Blue Book, pages 56–74

page 1 of 2


The claim that "only my pain is real pain" confuses grammatical and physical impossibility. The person who makes this statement has not made a metaphysical discovery, he is just challenging our notation (notation refers to the way we use words). Wittgenstein says a similar confusion exists in the debate over whether we can classify "unconscious thoughts" as thoughts. This debate is over how we ought to use the word "thought," not over facts.

Discomfort with a certain notation and a desire to clarify a distinction often lead us to philosophical theorizing. In saying, "only my experiences are real," I am recommending a new notation. According to this new notation, the phrase "Brad has a real toothache" is nonsense, because no pain other than my own exists. The solipsist's claim that "when anything is seen, it is always I who see it" is equivalent to saying, "I am the vessel of life and only my experiences are real." It is logically impossible for anyone else to understand this statement: if someone else did understand it, that would mean someone else had the real experience of understanding, which is impossible according to the solipsist's logic.

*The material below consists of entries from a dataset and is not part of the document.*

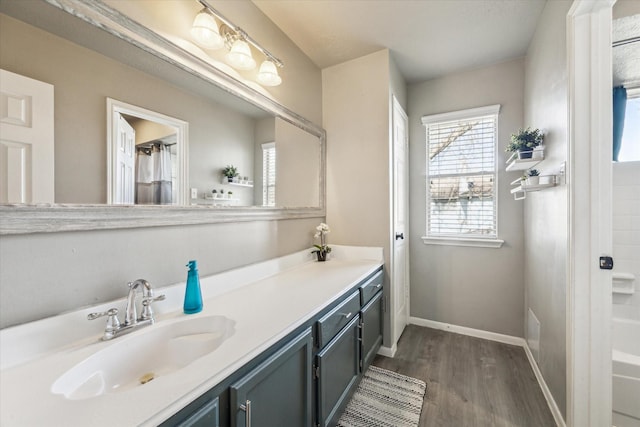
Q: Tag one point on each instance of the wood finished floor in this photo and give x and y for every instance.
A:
(471, 382)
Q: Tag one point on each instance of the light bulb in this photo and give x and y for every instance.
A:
(205, 31)
(268, 74)
(240, 56)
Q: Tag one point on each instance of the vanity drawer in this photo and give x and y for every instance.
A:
(331, 323)
(370, 288)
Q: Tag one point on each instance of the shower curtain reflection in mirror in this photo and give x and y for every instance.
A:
(147, 156)
(154, 180)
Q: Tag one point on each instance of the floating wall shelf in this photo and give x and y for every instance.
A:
(225, 181)
(522, 188)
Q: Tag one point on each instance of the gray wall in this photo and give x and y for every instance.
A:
(217, 135)
(45, 274)
(546, 212)
(479, 288)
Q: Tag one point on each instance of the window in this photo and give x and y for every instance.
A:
(269, 174)
(630, 147)
(461, 183)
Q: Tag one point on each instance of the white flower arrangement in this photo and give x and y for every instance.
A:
(321, 232)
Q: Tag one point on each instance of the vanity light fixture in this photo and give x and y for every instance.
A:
(239, 57)
(205, 30)
(238, 42)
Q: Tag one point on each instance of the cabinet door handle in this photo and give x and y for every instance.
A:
(247, 413)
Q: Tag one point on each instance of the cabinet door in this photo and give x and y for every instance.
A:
(338, 369)
(278, 391)
(371, 330)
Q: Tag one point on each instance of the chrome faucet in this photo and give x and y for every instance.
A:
(131, 320)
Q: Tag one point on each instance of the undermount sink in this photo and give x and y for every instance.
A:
(132, 361)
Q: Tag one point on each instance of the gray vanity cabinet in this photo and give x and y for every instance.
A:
(278, 391)
(371, 330)
(337, 370)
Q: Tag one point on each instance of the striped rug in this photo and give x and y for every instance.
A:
(385, 399)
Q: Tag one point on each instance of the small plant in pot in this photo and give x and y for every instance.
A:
(230, 172)
(524, 141)
(322, 250)
(533, 177)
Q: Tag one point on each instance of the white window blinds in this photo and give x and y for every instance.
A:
(461, 174)
(269, 174)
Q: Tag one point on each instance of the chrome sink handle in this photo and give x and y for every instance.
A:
(113, 324)
(147, 312)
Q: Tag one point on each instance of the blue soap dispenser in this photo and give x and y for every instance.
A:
(192, 295)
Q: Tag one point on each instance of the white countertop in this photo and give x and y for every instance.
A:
(267, 301)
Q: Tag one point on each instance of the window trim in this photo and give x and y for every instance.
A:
(491, 242)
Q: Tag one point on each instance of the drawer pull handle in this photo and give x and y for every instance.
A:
(247, 413)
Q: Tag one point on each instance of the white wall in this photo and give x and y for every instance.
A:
(546, 211)
(474, 287)
(356, 107)
(44, 274)
(626, 234)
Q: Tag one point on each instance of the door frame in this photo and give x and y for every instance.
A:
(114, 108)
(589, 299)
(396, 107)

Confusion stems from using "I" as both object and subject. For instance, the sentence "I grew an inch" uses "I" as an object. In the sentence, I recognize myself as a body in the world. The sentence "I have a toothache" uses "I" as a subject. In it, I recognize myself as the seat of experience. Wittgenstein suggests that using "I" as subject, when "I" does not refer to a physical person, leads us to think of the ego or mind as something distinctive that inhabits the body.

The discussion about what is really seen leads us to theorize about the existence of sense data. There is nothing wrong with talking about sense data. The problem occurs because the solipsist's insistence that "only this is really seen" does not oppose what is seen with what is not seen. The word "seen" becomes useless because it does not distinguish something from something else. Because we mean something other than our bodies when we say "I," we come to think an occult connection exists between meaning and our minds that contains all the possible uses of a word. We must recognize that meaning is something outside of the mind that is fixed by use.

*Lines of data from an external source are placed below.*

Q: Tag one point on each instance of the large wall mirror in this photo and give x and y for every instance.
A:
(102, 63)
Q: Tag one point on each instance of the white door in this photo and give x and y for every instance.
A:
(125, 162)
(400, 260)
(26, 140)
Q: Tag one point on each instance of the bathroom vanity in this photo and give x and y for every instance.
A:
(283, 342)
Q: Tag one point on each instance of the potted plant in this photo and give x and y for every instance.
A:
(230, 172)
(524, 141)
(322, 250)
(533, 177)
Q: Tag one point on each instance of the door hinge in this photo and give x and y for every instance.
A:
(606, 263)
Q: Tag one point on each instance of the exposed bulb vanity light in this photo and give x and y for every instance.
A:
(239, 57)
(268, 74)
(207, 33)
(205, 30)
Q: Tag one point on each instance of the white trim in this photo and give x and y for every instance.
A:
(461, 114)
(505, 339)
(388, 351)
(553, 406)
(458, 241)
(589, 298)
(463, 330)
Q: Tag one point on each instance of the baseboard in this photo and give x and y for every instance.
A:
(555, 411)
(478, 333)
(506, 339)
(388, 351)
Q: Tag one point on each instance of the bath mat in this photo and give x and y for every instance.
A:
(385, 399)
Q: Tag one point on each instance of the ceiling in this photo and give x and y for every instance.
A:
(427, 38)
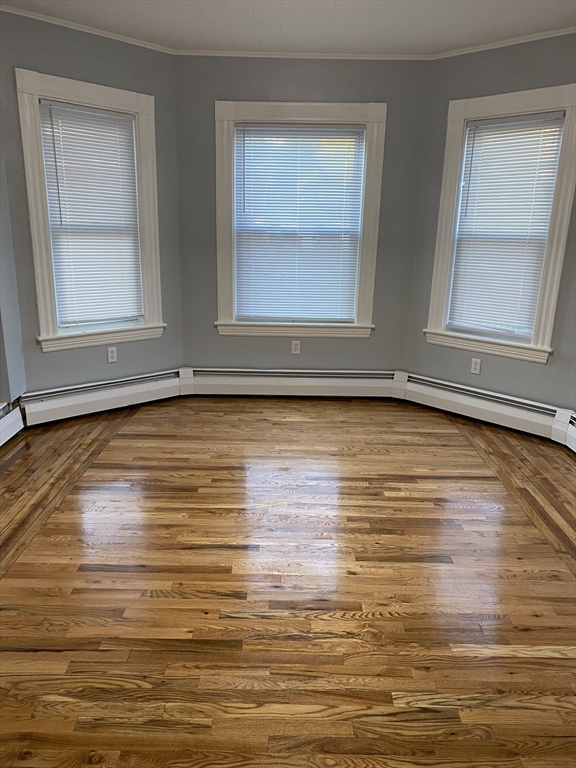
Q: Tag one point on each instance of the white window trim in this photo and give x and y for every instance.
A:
(32, 86)
(506, 104)
(373, 116)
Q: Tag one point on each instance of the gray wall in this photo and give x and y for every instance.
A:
(201, 81)
(514, 68)
(185, 88)
(12, 373)
(56, 50)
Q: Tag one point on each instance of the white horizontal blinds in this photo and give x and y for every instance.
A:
(90, 166)
(297, 212)
(508, 181)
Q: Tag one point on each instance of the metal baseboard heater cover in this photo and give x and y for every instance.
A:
(81, 399)
(526, 415)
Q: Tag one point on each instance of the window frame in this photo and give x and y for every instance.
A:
(461, 111)
(227, 114)
(31, 87)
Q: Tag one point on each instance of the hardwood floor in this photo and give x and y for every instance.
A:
(280, 583)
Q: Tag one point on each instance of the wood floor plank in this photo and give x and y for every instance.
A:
(280, 583)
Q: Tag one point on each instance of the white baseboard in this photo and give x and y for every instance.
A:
(571, 437)
(476, 408)
(541, 419)
(305, 383)
(10, 425)
(65, 405)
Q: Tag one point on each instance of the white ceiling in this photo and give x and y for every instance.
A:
(361, 28)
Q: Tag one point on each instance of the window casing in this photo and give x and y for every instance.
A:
(298, 203)
(505, 207)
(89, 154)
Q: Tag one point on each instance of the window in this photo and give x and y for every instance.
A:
(90, 172)
(506, 199)
(298, 195)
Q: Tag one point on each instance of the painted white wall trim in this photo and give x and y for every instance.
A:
(289, 55)
(64, 406)
(10, 425)
(478, 344)
(281, 385)
(571, 437)
(31, 87)
(541, 419)
(227, 114)
(318, 330)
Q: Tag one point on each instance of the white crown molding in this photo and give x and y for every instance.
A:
(290, 55)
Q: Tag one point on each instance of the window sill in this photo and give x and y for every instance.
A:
(100, 338)
(320, 330)
(526, 352)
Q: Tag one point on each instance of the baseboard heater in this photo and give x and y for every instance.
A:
(279, 382)
(526, 415)
(65, 402)
(10, 422)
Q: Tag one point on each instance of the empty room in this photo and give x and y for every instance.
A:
(288, 384)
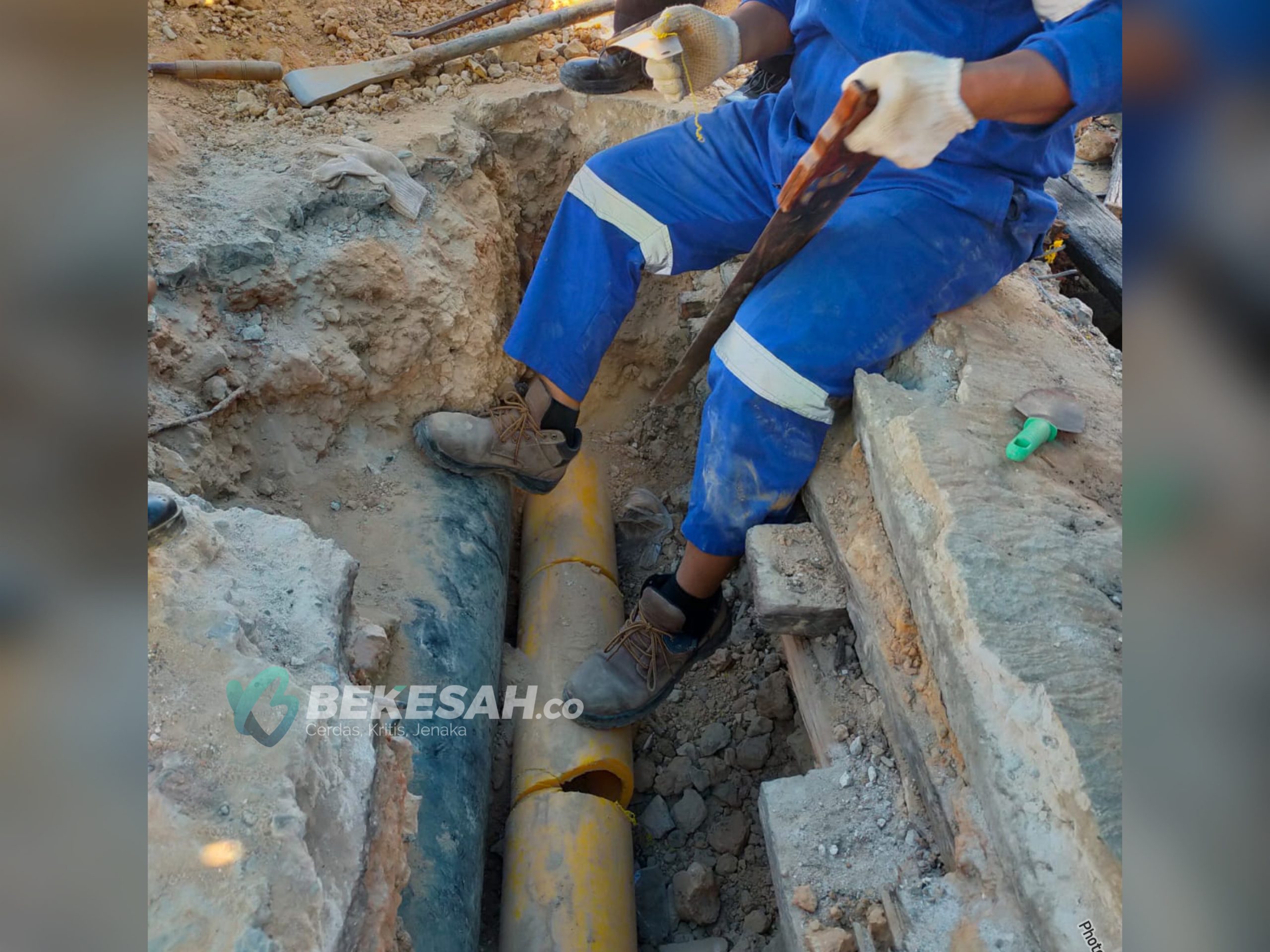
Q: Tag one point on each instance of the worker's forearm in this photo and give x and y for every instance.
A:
(763, 31)
(1019, 87)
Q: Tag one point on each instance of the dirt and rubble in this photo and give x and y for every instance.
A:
(345, 323)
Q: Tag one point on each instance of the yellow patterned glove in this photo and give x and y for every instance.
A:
(711, 46)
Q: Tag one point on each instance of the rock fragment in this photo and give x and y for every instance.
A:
(729, 834)
(804, 899)
(774, 697)
(657, 818)
(690, 813)
(697, 895)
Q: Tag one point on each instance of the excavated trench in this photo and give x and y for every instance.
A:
(339, 324)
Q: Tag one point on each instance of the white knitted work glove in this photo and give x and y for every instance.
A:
(357, 158)
(919, 110)
(711, 46)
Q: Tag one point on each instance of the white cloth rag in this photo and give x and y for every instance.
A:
(357, 158)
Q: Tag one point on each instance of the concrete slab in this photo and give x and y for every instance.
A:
(1014, 577)
(795, 586)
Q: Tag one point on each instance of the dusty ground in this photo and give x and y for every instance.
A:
(369, 321)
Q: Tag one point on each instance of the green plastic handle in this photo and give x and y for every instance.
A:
(1032, 436)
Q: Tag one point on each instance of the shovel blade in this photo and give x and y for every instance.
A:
(320, 84)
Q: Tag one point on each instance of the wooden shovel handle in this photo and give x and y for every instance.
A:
(828, 153)
(252, 70)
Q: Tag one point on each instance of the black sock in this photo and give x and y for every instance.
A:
(561, 418)
(698, 612)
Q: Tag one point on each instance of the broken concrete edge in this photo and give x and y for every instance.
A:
(888, 643)
(317, 818)
(793, 581)
(840, 502)
(1038, 724)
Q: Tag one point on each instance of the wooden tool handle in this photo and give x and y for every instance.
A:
(509, 32)
(828, 153)
(252, 70)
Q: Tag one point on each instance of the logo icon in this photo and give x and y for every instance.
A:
(243, 700)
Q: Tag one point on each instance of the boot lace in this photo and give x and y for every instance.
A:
(513, 419)
(645, 643)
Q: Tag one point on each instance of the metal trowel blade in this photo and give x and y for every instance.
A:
(1056, 405)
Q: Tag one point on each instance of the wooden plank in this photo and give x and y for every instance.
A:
(1115, 187)
(897, 917)
(864, 941)
(812, 702)
(1095, 237)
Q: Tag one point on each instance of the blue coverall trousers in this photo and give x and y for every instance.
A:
(861, 291)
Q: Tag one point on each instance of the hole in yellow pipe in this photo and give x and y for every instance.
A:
(599, 783)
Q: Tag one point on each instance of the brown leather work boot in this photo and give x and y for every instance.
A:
(507, 438)
(645, 659)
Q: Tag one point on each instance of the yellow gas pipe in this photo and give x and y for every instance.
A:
(568, 866)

Both here and in the Tractatus, Wittgenstein sees solipsism as a clear expression of a typical kind of philosophical confusion. Solipsism begins with the observation that my only access to the world is through my own personal experience, and recognizes that there is no way of knowing for certain that anything outside my personal experience even exists. Solipsism then concludes that reality is nothing more than my own personal experience, and nobody exists except me. Nobody is wholly solipsistic, for it would be impossible to live in the belief that everyone around you exists only as far as you perceive them to exist. However, the idea has fascinated philosophers because it is so difficult to disprove. We have no evidence to prove that anyone other than ourselves is real.

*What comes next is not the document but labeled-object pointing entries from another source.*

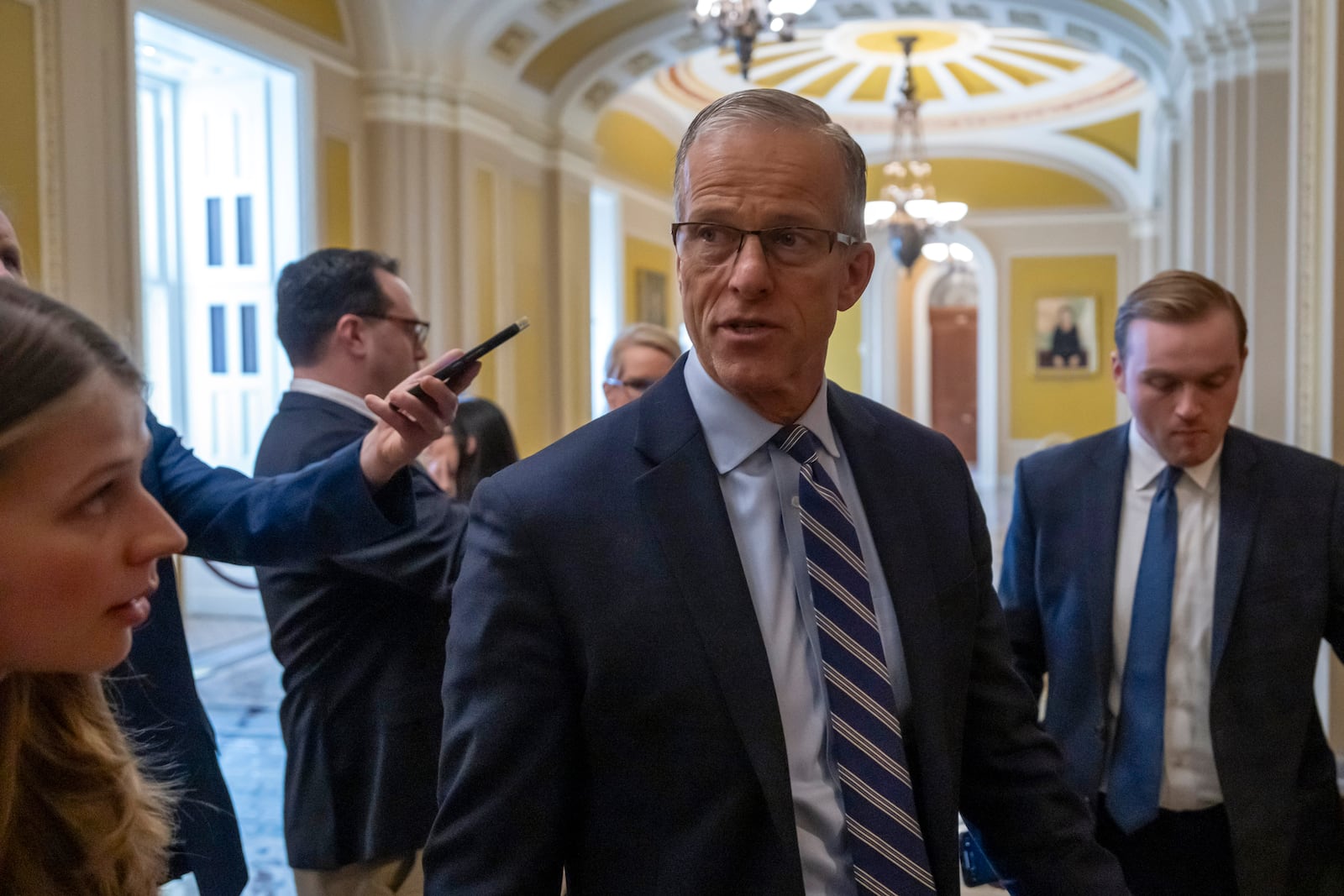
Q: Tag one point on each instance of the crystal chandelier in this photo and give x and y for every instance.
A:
(909, 207)
(743, 20)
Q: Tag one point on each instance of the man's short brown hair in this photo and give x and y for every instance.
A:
(1176, 297)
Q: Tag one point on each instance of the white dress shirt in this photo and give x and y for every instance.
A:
(333, 394)
(1189, 779)
(759, 488)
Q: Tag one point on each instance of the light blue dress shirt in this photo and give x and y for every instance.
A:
(759, 486)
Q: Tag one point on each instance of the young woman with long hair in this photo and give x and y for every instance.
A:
(78, 543)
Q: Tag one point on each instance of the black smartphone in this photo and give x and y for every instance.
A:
(454, 369)
(976, 868)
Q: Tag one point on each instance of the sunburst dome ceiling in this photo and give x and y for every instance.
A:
(968, 76)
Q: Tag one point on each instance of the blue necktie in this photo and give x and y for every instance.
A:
(882, 825)
(1136, 765)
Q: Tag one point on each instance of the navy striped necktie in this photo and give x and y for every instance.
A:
(1136, 763)
(882, 824)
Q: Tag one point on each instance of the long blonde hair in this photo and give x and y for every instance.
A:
(76, 815)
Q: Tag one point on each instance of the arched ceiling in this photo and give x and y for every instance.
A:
(1059, 81)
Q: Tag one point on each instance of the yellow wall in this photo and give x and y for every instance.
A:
(19, 194)
(487, 291)
(843, 363)
(640, 254)
(338, 219)
(636, 150)
(531, 369)
(322, 16)
(1042, 405)
(990, 183)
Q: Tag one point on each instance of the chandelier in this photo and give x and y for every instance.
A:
(909, 206)
(743, 20)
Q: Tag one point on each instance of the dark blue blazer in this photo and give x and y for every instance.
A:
(608, 700)
(1278, 590)
(230, 517)
(360, 636)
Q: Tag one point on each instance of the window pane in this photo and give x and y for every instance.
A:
(245, 248)
(214, 239)
(218, 363)
(249, 338)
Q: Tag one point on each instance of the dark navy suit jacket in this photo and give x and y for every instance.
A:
(1278, 590)
(608, 700)
(360, 636)
(230, 517)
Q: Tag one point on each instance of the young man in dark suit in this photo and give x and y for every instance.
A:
(355, 497)
(1173, 579)
(739, 636)
(360, 634)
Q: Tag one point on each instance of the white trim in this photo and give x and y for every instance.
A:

Wittgenstein's answer to solipsism in the Blue Book is similar to the answer he gives in the Tractatus. He does not try to disprove solipsism, or say that the solipsist is wrong, so much as he shows that what the solipsist wants to say cannot be expressed intelligibly in language. There are a number of ways we can use the word "see": we can talk about what I see, what you see, what I can't see, what can't be seen, and so on. If someone were to claim, "only what I see is really seen," this would not amount to a new discovery regarding the nature of vision, it would amount to an attempt to redefine the grammar of the word "see." Wittgenstein says this claim of the solipsists is simply a matter of recommending a new notation. That is, the solipsist wants us to use words differently than we do. Underlying Wittgenstein's discussion is an assumption of the public nature of language. Language can only be used to communicate ideas to others about features of our common experience. Any attempt to make blanket statements or to say something about the privileged nature of our own private experiences is bound to misfire.